In seinem aktuellen Bericht kritisiert der Rechnungshof nun den Umbau oder die Sanierung von Schulen: "Es erschließt sich nicht, dass dies ausschlaggebend sein könnte, eine neue Ganztagsschule oder eine bestimmte Anzahl neuer Ganztagsschulplätze zu schaffen." Darüber hinaus sei "nicht sichergestellt, dass die geförderten Investitionen über das Ende des Förderzeitraums hinaus für ganztagsschulische Zwecke verwendet werden."

Der Bundesrechnungshof bemängelt zudem, dass es für die Länder "keine Verpflichtung und keinen besonderen Anreiz" gebe, die Bundesmittel "möglichst effizient" einzusetzen. Der Bund wiederum erhalte keine unmittelbaren Informationen zum Mitteleinsatz. "Er hat weder Kontroll- noch Steuerungsmöglichkeiten." Eine Erfolgskontrolle für das Investitionsprogramm werde aus diesen Gründen "kaum möglich sein".

Länder sollen zurückzahlen

Die Bund-Länder-Vereinbarung, die 2003 nach schwierigen Verhandlungen von der damaligen Bundesbildungsministerin Edelgard Bulmahn (SPD) und den Ländern abgeschlossen wurde, sieht allerdings Stichproben vor.
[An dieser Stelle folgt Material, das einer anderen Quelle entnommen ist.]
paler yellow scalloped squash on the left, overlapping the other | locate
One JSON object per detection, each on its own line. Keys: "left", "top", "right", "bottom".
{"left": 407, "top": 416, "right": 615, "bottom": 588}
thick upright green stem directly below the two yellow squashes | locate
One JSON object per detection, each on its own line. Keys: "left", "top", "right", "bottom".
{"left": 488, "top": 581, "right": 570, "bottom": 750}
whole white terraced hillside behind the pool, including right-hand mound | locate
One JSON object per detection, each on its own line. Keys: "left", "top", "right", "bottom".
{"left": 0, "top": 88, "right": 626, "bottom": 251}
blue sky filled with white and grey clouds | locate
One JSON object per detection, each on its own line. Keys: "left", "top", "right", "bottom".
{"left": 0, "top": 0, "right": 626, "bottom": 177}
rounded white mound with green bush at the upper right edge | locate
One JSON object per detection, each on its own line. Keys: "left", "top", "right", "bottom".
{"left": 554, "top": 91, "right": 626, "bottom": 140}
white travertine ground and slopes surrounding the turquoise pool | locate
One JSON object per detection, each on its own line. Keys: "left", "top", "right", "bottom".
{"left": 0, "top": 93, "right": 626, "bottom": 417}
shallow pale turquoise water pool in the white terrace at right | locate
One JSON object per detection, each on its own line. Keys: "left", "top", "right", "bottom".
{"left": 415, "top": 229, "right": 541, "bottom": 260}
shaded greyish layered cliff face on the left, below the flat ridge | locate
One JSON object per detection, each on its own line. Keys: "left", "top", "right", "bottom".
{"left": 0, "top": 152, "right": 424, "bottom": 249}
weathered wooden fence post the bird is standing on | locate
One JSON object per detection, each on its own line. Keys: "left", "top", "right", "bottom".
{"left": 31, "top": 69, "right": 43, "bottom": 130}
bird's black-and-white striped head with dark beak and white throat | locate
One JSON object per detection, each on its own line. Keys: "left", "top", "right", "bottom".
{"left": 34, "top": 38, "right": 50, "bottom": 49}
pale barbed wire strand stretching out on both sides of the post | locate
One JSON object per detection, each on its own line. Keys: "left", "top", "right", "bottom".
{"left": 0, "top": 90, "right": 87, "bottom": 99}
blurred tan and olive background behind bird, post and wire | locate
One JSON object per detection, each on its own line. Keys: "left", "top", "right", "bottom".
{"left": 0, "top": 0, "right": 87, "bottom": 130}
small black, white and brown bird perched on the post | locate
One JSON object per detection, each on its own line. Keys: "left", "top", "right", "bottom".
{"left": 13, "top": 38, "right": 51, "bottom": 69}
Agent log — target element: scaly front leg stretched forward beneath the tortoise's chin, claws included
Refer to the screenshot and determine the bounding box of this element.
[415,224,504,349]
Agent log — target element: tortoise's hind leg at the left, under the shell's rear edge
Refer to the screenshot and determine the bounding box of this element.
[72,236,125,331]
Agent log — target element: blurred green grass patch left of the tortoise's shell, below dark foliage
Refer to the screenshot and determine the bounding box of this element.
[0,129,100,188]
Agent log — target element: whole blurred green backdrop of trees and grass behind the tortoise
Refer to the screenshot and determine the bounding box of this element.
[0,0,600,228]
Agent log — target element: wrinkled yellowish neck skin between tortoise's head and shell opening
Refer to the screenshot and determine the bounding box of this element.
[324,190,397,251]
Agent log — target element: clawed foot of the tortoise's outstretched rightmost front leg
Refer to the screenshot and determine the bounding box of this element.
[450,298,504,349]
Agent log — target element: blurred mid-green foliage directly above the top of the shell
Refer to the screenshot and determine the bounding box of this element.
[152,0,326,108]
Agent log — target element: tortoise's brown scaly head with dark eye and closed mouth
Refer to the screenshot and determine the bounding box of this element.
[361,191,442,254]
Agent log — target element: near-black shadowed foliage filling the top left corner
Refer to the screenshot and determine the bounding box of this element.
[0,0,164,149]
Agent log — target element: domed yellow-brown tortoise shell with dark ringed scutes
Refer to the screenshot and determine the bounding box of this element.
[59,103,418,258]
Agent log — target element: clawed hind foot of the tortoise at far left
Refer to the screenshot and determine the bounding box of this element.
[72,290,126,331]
Weitere Überprüfungen durch den Bund sowie die Vorlage eines pädagogischen Konzepts als Bedingung für die Mittelgewährung hatten die Länder in den Verhandlungen unter Hinweis auf ihre "eigenstaatliche Verantwortung" kategorisch abgelehnt.

Die Gewerkschaft Erziehung und Wissenschaft (GEW) hielt einem Teil der Länder vor, sich weiterhin gegen den Ausbau der Ganztagsschulen zu sperren, obwohl es in der Bevölkerung eine deutliche Mehrheit dafür gebe. "Wer den Ländern mit der Föderalismusreform noch mehr Eigenständigkeit und Verantwortung in Bildungsfragen geben will, sollte sich gut überlegen, was er tut", sagte der GEW-Vorsitzende Ulrich Thöne.

Das Bundesbildungsministerium erklärte, der Rechnungshofbericht werde zur Zeit geprüft. Auch die Kultusministerkonferenz (KMK) sei unterrichtet worden. Die Länder hätten sich "zur zweckentsprechenden Verwendung der Bundesmittel und zum Nachweis der Mittelverwendung verpflichtet". Sollten die Finanzhilfen nicht den Zweckbindungen entsprechen, seien die Länder verpflichtet, das Geld zurückzuzahlen.